Forum Moderators: open

Message Too Old, No Replies

google failed to highlight multibyte result?

it's annoying

         

Xuefer

1:11 pm on May 18, 2003 (gmt 0)

10+ Year Member



in search result, a few is highlighted, but most not

Yidaki

1:14 pm on May 18, 2003 (gmt 0)

WebmasterWorld Senior Member 10+ Year Member



Where - in the cache version? Which words / phrases are not highlighted? Is it a random phenomenon or repeatable?

vincevincevince

1:58 pm on May 18, 2003 (gmt 0)

WebmasterWorld Senior Member 10+ Year Member



what i find annoying is when searching for
"keyword1 keyword2"

some results will be of the form
"keyword1. keyword2" or
"keyword1, keyword2" etc...

firstly those are NOT matches for the exact match phrase "keyword1 keyword2"
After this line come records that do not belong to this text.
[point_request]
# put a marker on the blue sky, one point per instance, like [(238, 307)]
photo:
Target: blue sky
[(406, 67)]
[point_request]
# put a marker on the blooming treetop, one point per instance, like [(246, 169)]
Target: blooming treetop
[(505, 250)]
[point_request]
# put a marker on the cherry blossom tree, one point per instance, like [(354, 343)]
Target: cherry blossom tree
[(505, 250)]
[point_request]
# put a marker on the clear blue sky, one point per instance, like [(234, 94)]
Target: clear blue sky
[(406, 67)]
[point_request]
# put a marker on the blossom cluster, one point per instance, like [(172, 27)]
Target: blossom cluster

secondly they are not highlighted using the toolbar highlight, or found when you click the toolbar word to find the instance.

it's particularly prevalent for names:
"John Smith" will find 'Murphy, John; Smith, Mark;' which is obviously about John Murphy and Mark Smith, not John Smith at all.

heini

2:01 pm on May 18, 2003 (gmt 0)

WebmasterWorld Senior Member 10+ Year Member



Vince, I don't see that, except for results where the original query only appears in links to the page.

vincevincevince

2:11 pm on May 18, 2003 (gmt 0)

WebmasterWorld Senior Member 10+ Year Member



try a search for "lennon paul"

none of the top results are exact matches for the phrase "lennon paul" (with quotes!)

why should "john lennon : paul ..." come up for a search for "Lennon paul"?

heini

2:15 pm on May 18, 2003 (gmt 0)

WebmasterWorld Senior Member 10+ Year Member



>why should "john lennon : paul ..." come up for a search for "Lennon paul"?

Erm...because it is an exact match?

vincevincevince

2:20 pm on May 18, 2003 (gmt 0)

WebmasterWorld Senior Member 10+ Year Member



heini, it's not an exact match

an exact match for "lennon paul" would be the phrase "word lennon paul word" NOT "word lennon : paul word"... if i wanted "lennon : paul" i'd search for it.

see the point?

<added>trying not to seem argumentative... it really is a deficiency, especially when googling for people</added>

Xuefer

2:24 pm on May 18, 2003 (gmt 0)

10+ Year Member



not in cached page
in search result
the one u get by "input keywords and press search button"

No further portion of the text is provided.